三菱電機で裁量労働制が適用されていた社員のうち、1人が過労自殺し、2人が脳疾患を発症し、労災認定された件を受けて同社は、再発防止のために、「厳格に労働時間を把握するため」という理由で、裁量労働制を全廃した。裁量労働制の拡大を含む働き方改革関連法案が、2019年4月から順次施行されるにもかかわらず、真逆の動きだ。
しかし、裁量労働制を全廃すれば長時間労働は是正され、過労死はなくなるのだろうか。私にはそうは思えない。
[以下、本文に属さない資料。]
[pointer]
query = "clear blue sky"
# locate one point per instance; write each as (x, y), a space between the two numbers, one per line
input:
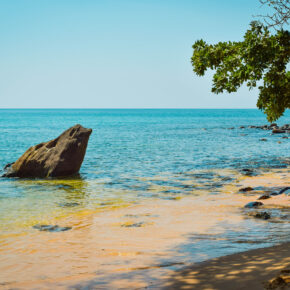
(115, 53)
裁量労働制の適用者は、実際の労働時間ではなく、労使であらかじめ決めた「みなし労働時間」により給与が計算される。時間労働制の社員に支払われる22時以前、5時以降の「普通残業手当」は支払われない。例えば、みなし労働時間が10時間だった場合、朝9時から21時まで休憩1時間を除く11時間働いたとしても労働時間は10時間とみなす。逆に、実働が9時間であっても、やはり労働時間を10時間とみなす。
大事な点は、時間労働制の社員はもちろん、裁量労働制の社員に対しても、実際の勤務時間管理と健康維持のための取り組みが、会社と社員に義務付けられていることだ。裁量労働になると勤務時間管理と健康維持のための取り組みができなくなっているとすれば、制度の目的をはき違えているように思えてならない。
実際の勤務時間管理の目的を、単に普通残業手当の計算のためだけというように考えている人事部は少なくない。そうしたケースでは、普通残業手当の支払いが不要な裁量労働制の社員について、勤務時間管理も不要であると考えてしまう。
裁量労働制の社員に対して普通残業手当は支払い不要だが、22時以降、5時以前の深夜残業手当の支払いは必要だ。深夜残業手当は発生件数が限定的であるという理由などで、都度、申請し計算する方式を取り入れている人事部は多い。都度の申請で深夜残業手当が計算できてしまうので、事務面からは、勤務時間管理の必要性が実感されないのだ。このことは、人事部が依然、管理事務に傾斜したままで、社員の健康維持という問題に正面から取り組めていない証左であると、私は感じている。
そのような人事部は、給与計算のための勤務時間管理はしているかもしれないが、社員の健康維持のための取り組みが十分できていない可能性がある。だとすれば、裁量労働制を全廃して、時間労働制に戻したとしても、長時間労働が是正されて、過労死がなくなるとは思えない。